Adrian King
Die Leute um mich herum sitzen da. Starren vor sich hin.
Hin und wieder wackelt der Zug.
Und diese langweilige Fahrt, scheint einfach kein Ende nehmen zu wollen.
Ich denke, ich bewege mich. Ich steige um, komme meinem Ziel näher.
Aber ich komme nicht weiter.
Wieder ein Halt.
Wieder aussteigen.
Wieder ein neuer Zug.
Wieder viele neue Leute.
Und wieder nur gelangweilte Gesichter.
Ich ziehe meine Jacke straff; klemme das untere Stück zwischen meine Schenkel.
Dann nehme ich einen Stift in die Hand und mache eine Blase, mit dem Kaugummi den ich seit vorhin im Mund habe.
Ich fange an.
Ziehe den Reißverschluss an meiner Jacke nach unten. Ratsch.
Wieder nach oben. Ratsch.
Lasse meine Kaugummiblase platzen. Plopp.

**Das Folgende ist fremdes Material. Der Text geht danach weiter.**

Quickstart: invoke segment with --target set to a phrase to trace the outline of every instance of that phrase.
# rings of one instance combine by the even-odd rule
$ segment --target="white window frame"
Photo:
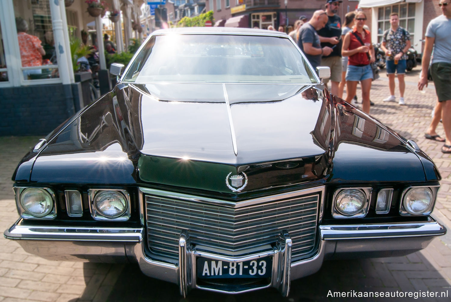
[[[46,69],[59,68],[58,65],[47,65],[45,66],[22,67],[20,58],[20,50],[17,39],[15,26],[14,6],[12,0],[2,0],[0,9],[0,22],[1,22],[2,36],[5,47],[5,58],[6,60],[6,72],[8,81],[0,82],[0,87],[20,87],[46,84],[59,84],[63,82],[61,77],[42,79],[26,80],[23,79],[23,70],[26,69]],[[57,45],[58,41],[55,41]],[[61,41],[64,45],[65,42]],[[66,47],[64,47],[65,49]],[[72,63],[72,61],[69,61]],[[69,66],[71,67],[72,66]],[[4,69],[0,70],[3,70]]]

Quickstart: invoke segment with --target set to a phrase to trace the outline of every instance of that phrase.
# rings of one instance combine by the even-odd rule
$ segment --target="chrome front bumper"
[[[188,230],[180,236],[177,265],[151,259],[144,254],[143,228],[29,226],[22,221],[19,219],[4,235],[17,240],[28,252],[53,260],[138,262],[145,274],[178,284],[183,296],[195,288],[237,293],[274,287],[286,296],[291,280],[318,271],[325,259],[405,255],[426,247],[435,236],[446,232],[446,229],[430,217],[428,222],[422,223],[320,226],[318,252],[292,263],[291,240],[286,232],[282,232],[274,244],[254,253],[230,256],[221,256],[211,247],[191,244]],[[238,263],[268,256],[272,257],[272,277],[267,284],[223,286],[197,282],[198,257]]]

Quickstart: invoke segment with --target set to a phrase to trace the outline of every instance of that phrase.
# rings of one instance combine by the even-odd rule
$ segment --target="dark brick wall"
[[[46,135],[75,113],[79,85],[0,88],[0,136]]]

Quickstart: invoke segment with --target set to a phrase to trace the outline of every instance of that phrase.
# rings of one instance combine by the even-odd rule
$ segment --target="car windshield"
[[[224,34],[154,36],[141,49],[123,80],[318,83],[288,37]]]

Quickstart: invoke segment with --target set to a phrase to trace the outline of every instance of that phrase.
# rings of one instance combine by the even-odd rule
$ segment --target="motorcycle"
[[[407,55],[407,59],[405,60],[405,70],[407,71],[410,71],[414,67],[417,66],[418,54],[415,50],[415,48],[411,46],[406,54]]]
[[[385,54],[381,48],[380,43],[373,43],[374,48],[374,55],[376,56],[376,65],[381,69],[385,68]]]

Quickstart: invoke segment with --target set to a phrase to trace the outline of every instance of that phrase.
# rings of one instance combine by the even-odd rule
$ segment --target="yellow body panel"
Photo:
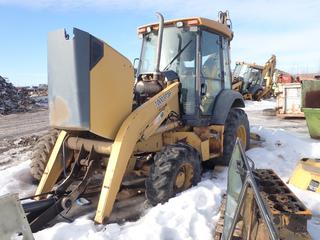
[[[132,111],[133,84],[130,61],[104,44],[104,57],[90,71],[91,132],[109,139],[116,137]]]
[[[57,159],[57,156],[61,150],[63,141],[66,136],[67,136],[66,131],[60,132],[58,139],[57,139],[57,141],[53,147],[53,150],[51,152],[47,166],[46,166],[44,173],[41,177],[40,183],[37,187],[35,195],[39,195],[39,194],[51,191],[54,184],[57,182],[57,180],[63,170],[63,166],[62,166],[62,162],[56,161],[56,159]]]
[[[99,198],[95,221],[103,223],[105,217],[110,216],[116,195],[119,191],[123,175],[129,159],[144,130],[154,123],[157,115],[165,108],[177,112],[179,84],[173,83],[160,93],[145,102],[123,122],[112,146],[102,190]],[[163,114],[158,121],[163,122],[168,115]]]
[[[289,183],[301,189],[320,193],[320,159],[302,159]]]

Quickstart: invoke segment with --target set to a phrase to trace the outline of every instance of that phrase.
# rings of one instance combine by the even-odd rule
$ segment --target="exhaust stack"
[[[164,18],[161,13],[156,13],[157,17],[159,18],[159,32],[158,32],[158,46],[157,46],[157,59],[156,59],[156,80],[159,79],[160,76],[160,59],[161,59],[161,47],[162,47],[162,37],[163,37],[163,26],[164,26]]]

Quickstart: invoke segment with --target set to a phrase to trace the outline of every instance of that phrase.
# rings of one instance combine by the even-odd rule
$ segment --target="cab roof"
[[[217,22],[208,18],[202,18],[202,17],[178,18],[178,19],[168,20],[164,22],[164,25],[165,26],[175,25],[177,22],[183,22],[183,24],[187,26],[204,26],[209,28],[210,30],[213,30],[215,32],[218,32],[228,37],[229,39],[232,39],[232,36],[233,36],[233,32],[226,24],[222,24],[220,22]],[[145,33],[147,27],[151,27],[152,29],[158,29],[159,23],[151,23],[151,24],[138,27],[138,33]]]

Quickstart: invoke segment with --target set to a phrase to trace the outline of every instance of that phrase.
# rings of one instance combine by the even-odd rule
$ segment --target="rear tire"
[[[51,130],[42,136],[33,147],[30,168],[35,182],[39,182],[42,177],[58,135],[58,130]]]
[[[250,146],[250,127],[247,114],[239,108],[231,108],[224,126],[223,156],[212,162],[215,165],[228,166],[237,137],[242,147],[247,150]]]
[[[146,179],[146,197],[152,205],[165,203],[201,180],[198,152],[184,143],[167,145],[154,157]]]

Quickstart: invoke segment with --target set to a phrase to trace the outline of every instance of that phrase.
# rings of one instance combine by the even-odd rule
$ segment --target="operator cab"
[[[152,97],[165,87],[163,81],[178,79],[182,119],[190,125],[203,125],[213,114],[216,96],[223,89],[231,89],[230,26],[205,18],[167,21],[163,24],[159,57],[159,24],[142,26],[138,33],[142,50],[136,99],[143,102],[143,97]]]

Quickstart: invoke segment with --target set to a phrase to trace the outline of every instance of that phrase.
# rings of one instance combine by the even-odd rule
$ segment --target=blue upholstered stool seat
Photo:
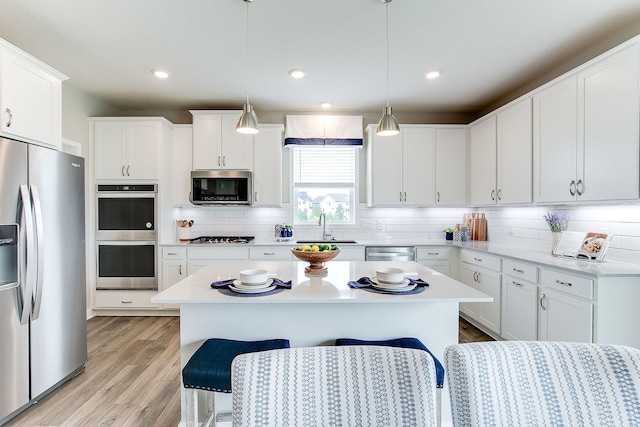
[[[431,357],[433,357],[433,361],[436,365],[436,387],[442,388],[444,386],[444,367],[442,366],[442,363],[440,363],[438,358],[435,357],[433,353],[431,353],[429,349],[417,338],[396,338],[384,341],[364,341],[353,338],[338,338],[336,340],[336,345],[382,345],[387,347],[402,347],[424,350],[429,353]]]
[[[231,393],[231,362],[239,354],[289,348],[289,340],[206,340],[182,369],[185,388]]]

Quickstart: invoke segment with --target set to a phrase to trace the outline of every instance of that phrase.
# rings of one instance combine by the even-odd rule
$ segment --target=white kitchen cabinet
[[[60,150],[67,78],[0,39],[0,134]]]
[[[449,248],[438,246],[416,247],[416,261],[445,276],[450,275]]]
[[[502,337],[538,339],[538,267],[502,260]]]
[[[437,206],[467,203],[467,129],[436,128],[435,184]]]
[[[242,111],[190,110],[193,115],[193,169],[253,166],[253,135],[236,131]]]
[[[639,194],[638,45],[615,49],[534,96],[534,200]]]
[[[493,302],[461,303],[460,311],[496,334],[501,332],[501,259],[475,251],[460,251],[460,279],[493,297]]]
[[[171,205],[191,206],[191,159],[193,128],[174,125],[171,131]]]
[[[526,204],[533,200],[533,136],[531,98],[498,112],[498,204]]]
[[[472,206],[497,201],[496,116],[489,115],[469,127],[469,202]]]
[[[400,134],[378,136],[367,127],[367,204],[428,206],[435,200],[435,133],[432,127],[402,125]]]
[[[95,179],[159,179],[170,150],[171,124],[163,118],[94,118]]]
[[[282,205],[284,126],[260,125],[253,136],[253,206]]]

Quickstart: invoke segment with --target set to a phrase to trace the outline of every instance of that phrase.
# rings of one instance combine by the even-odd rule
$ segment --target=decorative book
[[[611,237],[604,233],[563,231],[553,255],[602,262]]]

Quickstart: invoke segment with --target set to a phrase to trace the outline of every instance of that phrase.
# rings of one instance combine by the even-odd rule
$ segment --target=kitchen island
[[[180,305],[181,366],[207,338],[262,340],[286,338],[292,347],[332,345],[336,338],[385,340],[415,337],[442,360],[458,342],[458,304],[490,302],[480,291],[416,262],[331,261],[324,277],[308,277],[298,261],[216,261],[152,298]],[[373,277],[379,267],[402,268],[406,277],[429,283],[422,292],[391,295],[352,289],[348,282]],[[261,296],[212,289],[239,271],[262,268],[270,277],[291,281],[291,289]],[[222,397],[222,399],[218,399]],[[219,403],[218,403],[219,402]],[[442,394],[443,425],[449,424],[449,396]],[[230,412],[229,395],[218,395]],[[182,397],[184,423],[184,393]],[[204,416],[204,414],[202,414]]]

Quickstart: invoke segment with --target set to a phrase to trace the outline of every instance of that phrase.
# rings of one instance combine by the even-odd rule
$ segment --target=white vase
[[[556,231],[551,233],[551,253],[556,249],[558,245],[558,240],[560,240],[560,236],[562,235],[561,231]]]

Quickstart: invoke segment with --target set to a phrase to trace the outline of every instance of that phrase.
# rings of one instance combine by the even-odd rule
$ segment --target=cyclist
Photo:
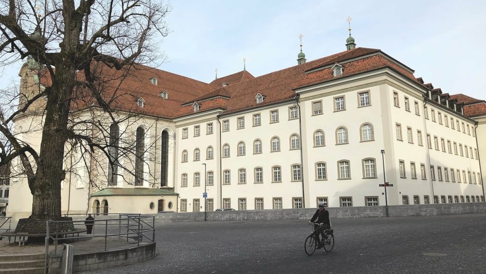
[[[324,230],[331,228],[331,221],[329,220],[329,212],[324,208],[324,202],[321,202],[318,205],[318,208],[314,213],[314,215],[310,218],[309,223],[311,223],[315,221],[316,224],[318,224],[318,227],[315,229],[314,231],[314,235],[315,236],[315,240],[317,242],[317,249],[322,247],[320,243],[320,239],[319,238],[319,234],[322,235],[322,238],[324,237]],[[316,219],[317,220],[316,221]],[[317,224],[316,224],[317,225]]]

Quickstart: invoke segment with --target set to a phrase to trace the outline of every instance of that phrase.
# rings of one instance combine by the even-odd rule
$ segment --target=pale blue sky
[[[479,1],[172,0],[158,68],[209,83],[246,68],[255,76],[357,47],[379,49],[451,94],[486,99],[486,4]],[[4,71],[18,81],[20,65]],[[2,71],[0,71],[0,73]],[[0,84],[0,88],[3,87]]]

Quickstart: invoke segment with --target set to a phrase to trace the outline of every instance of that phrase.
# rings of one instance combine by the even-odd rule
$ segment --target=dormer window
[[[344,68],[344,67],[339,64],[335,64],[331,68],[333,69],[333,74],[334,75],[334,77],[337,77],[342,75],[343,69]]]
[[[152,85],[155,85],[155,86],[157,86],[157,77],[154,77],[153,78],[151,79],[150,83],[152,83]]]
[[[195,102],[194,102],[194,103],[192,104],[192,106],[194,107],[194,111],[198,111],[199,109],[201,108],[201,105],[198,104],[197,103],[196,103]]]
[[[265,99],[265,96],[264,96],[263,95],[262,95],[261,94],[260,94],[259,92],[258,93],[257,93],[257,96],[256,96],[255,97],[255,99],[257,99],[257,104],[259,104],[259,103],[263,103],[263,99]]]
[[[159,93],[159,94],[160,95],[160,97],[163,98],[164,99],[169,98],[169,93],[167,92],[167,90],[165,90],[162,92],[160,92],[160,93]]]
[[[143,107],[144,103],[145,102],[145,100],[143,99],[143,98],[140,97],[137,100],[137,105],[139,107]]]

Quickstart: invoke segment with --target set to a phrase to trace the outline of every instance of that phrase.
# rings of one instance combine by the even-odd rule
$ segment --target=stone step
[[[39,267],[44,266],[45,259],[29,260],[22,261],[0,261],[0,269],[6,268],[24,268],[26,267]]]
[[[0,274],[44,274],[44,267],[0,269]]]

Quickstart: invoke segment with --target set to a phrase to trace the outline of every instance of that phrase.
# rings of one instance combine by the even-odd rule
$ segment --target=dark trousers
[[[86,234],[91,234],[93,232],[93,225],[92,224],[86,225]]]

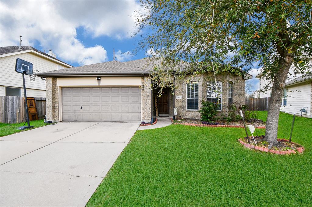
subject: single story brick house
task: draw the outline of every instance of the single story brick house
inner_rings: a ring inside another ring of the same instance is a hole
[[[204,99],[217,103],[220,114],[227,116],[229,103],[244,104],[245,80],[252,77],[227,73],[218,76],[216,84],[206,73],[177,82],[175,98],[169,89],[158,97],[150,76],[154,65],[147,62],[114,61],[39,73],[46,79],[47,119],[150,122],[156,115],[172,117],[174,101],[178,116],[200,119]]]

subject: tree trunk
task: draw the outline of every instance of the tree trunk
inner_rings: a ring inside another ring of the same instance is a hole
[[[285,82],[292,62],[292,56],[290,55],[287,53],[283,56],[283,58],[280,58],[279,68],[274,74],[271,98],[269,102],[265,138],[270,144],[270,149],[277,143],[277,128],[280,109],[284,95]]]

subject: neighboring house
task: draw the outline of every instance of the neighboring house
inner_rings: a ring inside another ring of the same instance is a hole
[[[312,58],[309,59],[309,64],[312,68]],[[311,117],[311,108],[312,85],[311,85],[311,77],[310,76],[295,75],[292,67],[289,70],[290,74],[286,80],[285,88],[284,90],[284,95],[281,103],[281,111],[293,113],[295,108],[296,109],[296,113],[301,115],[299,110],[302,107],[306,107],[306,112],[302,113],[302,116]],[[260,98],[269,97],[271,96],[271,90],[269,89],[262,91],[267,85],[268,81],[264,75],[263,71],[257,75],[256,77],[259,79],[260,86],[258,94]],[[272,86],[272,84],[268,85],[269,88]]]
[[[30,62],[34,70],[44,72],[52,70],[72,67],[56,58],[52,50],[47,54],[30,46],[0,48],[0,96],[23,96],[22,75],[15,71],[17,58]],[[46,81],[37,77],[30,81],[25,77],[26,92],[29,97],[46,97]]]
[[[286,82],[286,85],[280,111],[293,114],[296,108],[296,114],[300,115],[299,109],[305,107],[302,116],[312,117],[312,76],[300,76]]]
[[[224,116],[228,114],[229,104],[245,103],[245,79],[230,73],[217,76],[216,84],[207,73],[191,82],[186,78],[177,83],[175,99],[168,88],[158,98],[158,91],[151,89],[149,76],[154,65],[145,67],[146,60],[112,61],[39,74],[46,79],[47,119],[150,122],[157,112],[172,117],[174,101],[178,116],[199,119],[202,100],[217,103],[220,115]]]

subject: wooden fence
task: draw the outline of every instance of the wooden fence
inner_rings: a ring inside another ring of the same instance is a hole
[[[21,96],[0,96],[0,122],[13,123],[22,122],[26,118],[25,98]],[[38,118],[46,115],[46,98],[35,98]]]
[[[257,108],[258,111],[267,111],[270,99],[270,98],[247,98],[246,104],[251,111],[255,111]]]

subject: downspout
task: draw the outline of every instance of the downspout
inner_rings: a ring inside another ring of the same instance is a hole
[[[175,73],[173,72],[173,116],[172,116],[172,119],[173,120],[175,119],[175,116],[174,115],[174,108],[175,106]]]
[[[153,117],[153,86],[151,78],[151,123],[154,123],[154,117]]]

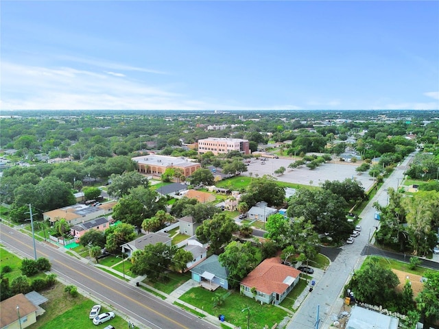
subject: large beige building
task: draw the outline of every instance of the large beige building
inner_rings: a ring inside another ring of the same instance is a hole
[[[217,156],[220,153],[228,153],[230,151],[238,151],[244,154],[250,154],[248,141],[215,137],[198,141],[198,154],[210,151]]]
[[[201,164],[193,162],[192,159],[184,157],[148,155],[137,156],[132,158],[139,165],[139,172],[160,176],[165,173],[167,168],[180,168],[185,176],[190,176],[193,172],[201,168]]]

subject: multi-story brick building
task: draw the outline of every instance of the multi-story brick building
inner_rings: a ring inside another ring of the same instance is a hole
[[[250,154],[248,141],[239,138],[210,138],[198,141],[198,154],[212,152],[215,156],[230,151],[239,151],[244,154]]]

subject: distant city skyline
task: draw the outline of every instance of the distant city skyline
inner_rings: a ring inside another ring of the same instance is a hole
[[[3,110],[439,110],[439,1],[0,10]]]

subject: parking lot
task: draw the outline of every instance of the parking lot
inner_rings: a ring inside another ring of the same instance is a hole
[[[366,191],[372,185],[373,178],[367,172],[358,175],[358,173],[355,171],[355,169],[359,164],[329,162],[313,170],[306,166],[292,170],[288,168],[288,165],[293,162],[294,162],[293,159],[281,158],[278,159],[268,158],[265,161],[253,160],[247,167],[248,171],[242,173],[241,175],[250,175],[249,173],[252,173],[252,177],[256,177],[257,174],[259,177],[262,177],[263,175],[271,175],[281,182],[313,186],[318,186],[325,180],[343,181],[346,178],[353,178],[361,182]],[[280,175],[274,174],[274,171],[281,167],[285,168],[285,172]]]

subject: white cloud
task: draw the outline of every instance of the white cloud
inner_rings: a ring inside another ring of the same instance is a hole
[[[109,74],[110,75],[114,75],[115,77],[126,77],[126,75],[123,73],[118,73],[116,72],[107,71],[106,73]]]
[[[3,62],[1,101],[8,110],[297,110],[191,99],[167,88],[152,86],[113,71],[50,69]]]
[[[105,69],[110,69],[112,70],[119,71],[134,71],[137,72],[143,72],[146,73],[154,73],[154,74],[169,74],[166,72],[158,70],[153,70],[151,69],[145,69],[143,67],[133,66],[131,65],[126,65],[124,64],[114,63],[112,62],[108,62],[104,60],[96,60],[91,58],[83,58],[80,57],[70,56],[55,56],[58,60],[73,62],[75,63],[87,64],[88,65],[93,65],[97,67],[103,67]]]
[[[340,105],[340,101],[337,99],[327,101],[309,101],[307,102],[307,105],[309,105],[310,106],[323,106],[331,108],[338,106],[339,105]]]
[[[439,99],[439,91],[431,91],[429,93],[424,93],[425,96],[434,98],[435,99]]]

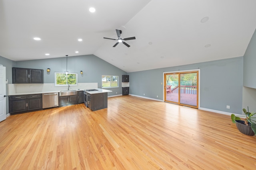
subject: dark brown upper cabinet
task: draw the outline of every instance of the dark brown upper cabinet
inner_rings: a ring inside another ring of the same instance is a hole
[[[122,82],[129,82],[129,75],[122,75]]]
[[[44,83],[44,70],[12,67],[12,83]]]

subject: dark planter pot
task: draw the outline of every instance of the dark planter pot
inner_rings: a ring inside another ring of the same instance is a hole
[[[241,133],[249,136],[254,135],[254,133],[252,131],[251,126],[244,124],[243,120],[235,120],[236,127]]]

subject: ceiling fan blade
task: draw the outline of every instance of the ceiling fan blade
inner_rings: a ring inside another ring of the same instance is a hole
[[[136,39],[135,37],[130,37],[129,38],[124,38],[123,39],[124,40],[130,40],[131,39]]]
[[[106,38],[106,37],[104,37],[103,38],[104,38],[105,39],[112,39],[113,40],[118,40],[118,39],[113,39],[112,38]]]
[[[119,43],[119,42],[118,42],[117,43],[116,43],[116,44],[115,44],[114,45],[114,46],[113,46],[113,47],[116,47],[116,45],[117,45],[118,44],[118,43]]]
[[[117,37],[118,37],[118,38],[120,38],[121,37],[121,35],[120,35],[120,30],[116,29],[116,34],[117,34]]]
[[[128,47],[130,47],[130,46],[125,42],[123,41],[123,44],[124,44],[125,45],[126,45]]]

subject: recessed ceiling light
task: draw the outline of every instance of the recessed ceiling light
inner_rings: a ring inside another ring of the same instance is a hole
[[[92,7],[92,8],[90,8],[89,9],[89,10],[90,11],[90,12],[95,12],[96,10],[95,10],[95,8],[94,8]]]
[[[201,22],[202,22],[202,23],[204,23],[205,22],[206,22],[207,21],[208,21],[208,20],[209,17],[205,17],[201,20]]]

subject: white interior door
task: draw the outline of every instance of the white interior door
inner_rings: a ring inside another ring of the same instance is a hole
[[[6,118],[5,72],[5,67],[0,65],[0,121],[5,120]]]

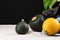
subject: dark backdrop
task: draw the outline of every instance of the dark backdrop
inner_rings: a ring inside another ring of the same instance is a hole
[[[0,24],[16,24],[22,18],[28,23],[43,10],[42,0],[2,0],[0,1]]]

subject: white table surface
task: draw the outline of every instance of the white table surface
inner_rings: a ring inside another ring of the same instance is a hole
[[[0,25],[0,40],[60,40],[60,36],[47,36],[42,32],[34,32],[29,29],[25,35],[15,32],[16,25]]]

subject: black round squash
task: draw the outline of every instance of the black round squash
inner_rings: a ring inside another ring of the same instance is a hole
[[[29,28],[27,23],[25,23],[24,20],[22,19],[22,21],[16,25],[15,30],[18,34],[26,34]]]
[[[43,21],[44,21],[44,17],[38,14],[29,21],[29,25],[33,31],[41,32]]]

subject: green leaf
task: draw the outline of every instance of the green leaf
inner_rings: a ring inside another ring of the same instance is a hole
[[[44,9],[48,9],[51,0],[43,0]]]
[[[49,5],[49,9],[52,10],[52,7],[56,2],[57,2],[57,0],[51,0],[50,5]]]

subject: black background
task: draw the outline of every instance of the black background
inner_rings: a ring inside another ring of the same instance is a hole
[[[17,24],[22,18],[28,23],[42,10],[42,0],[2,0],[0,1],[0,24]]]

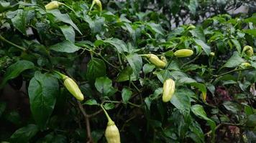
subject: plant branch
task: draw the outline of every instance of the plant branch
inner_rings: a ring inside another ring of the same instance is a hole
[[[80,109],[81,112],[82,112],[82,114],[84,116],[84,118],[86,119],[87,138],[88,138],[88,142],[87,142],[88,143],[92,143],[93,142],[93,139],[92,139],[91,134],[89,117],[86,114],[85,109],[83,107],[83,105],[78,101],[78,107],[79,107],[79,109]]]
[[[4,37],[3,37],[2,36],[1,36],[1,35],[0,35],[0,40],[1,40],[1,41],[5,41],[5,42],[8,43],[9,44],[10,44],[10,45],[12,45],[12,46],[15,46],[16,48],[18,48],[18,49],[21,49],[21,50],[22,50],[22,51],[26,51],[26,49],[25,49],[25,48],[22,47],[22,46],[19,46],[19,45],[17,45],[17,44],[12,43],[12,41],[9,41],[6,40],[5,38],[4,38]]]

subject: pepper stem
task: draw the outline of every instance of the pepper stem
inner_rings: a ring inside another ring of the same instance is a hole
[[[54,72],[55,72],[56,74],[59,74],[59,75],[61,77],[61,78],[62,78],[63,79],[66,79],[66,77],[67,77],[67,76],[65,76],[65,75],[61,74],[60,72],[58,72],[58,71],[54,71]]]
[[[110,118],[108,112],[106,112],[106,111],[105,110],[105,109],[104,109],[104,107],[103,107],[102,104],[101,104],[101,107],[102,108],[103,111],[104,112],[105,115],[106,115],[106,118],[108,119],[109,122],[113,122],[112,119]]]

Schlage zweimal mit dem Stift auf die Plastiklehne des Sitzes. Klick. Klick.
Ich mache immer so weiter. Und immer so weiter.
Zu der Musik, die nur ich allein hören kann. Achte nicht weiter auf meine Umgebung.
Versinke in meiner eigenen Welt. Der Welt, in der mich niemand erreichen und niemand verletzen kann.
Der einzige Ort, an dem ich mich auch als Kinder sicher fühlen konnte.
Ratsch. Plopp. Ratsch. Ratsch. Klick. Plopp.
Und immer so weiter. Immer im Takt. Immer zu einem Beat.
Meinem persönlichen Flow.
Ich mache weiter und weiter…bis plötzlich jemand an meinem Arm rüttelt. „Würden Sie bitte damit aufhören?“ Es ist der Mann, der neben mir sitzt.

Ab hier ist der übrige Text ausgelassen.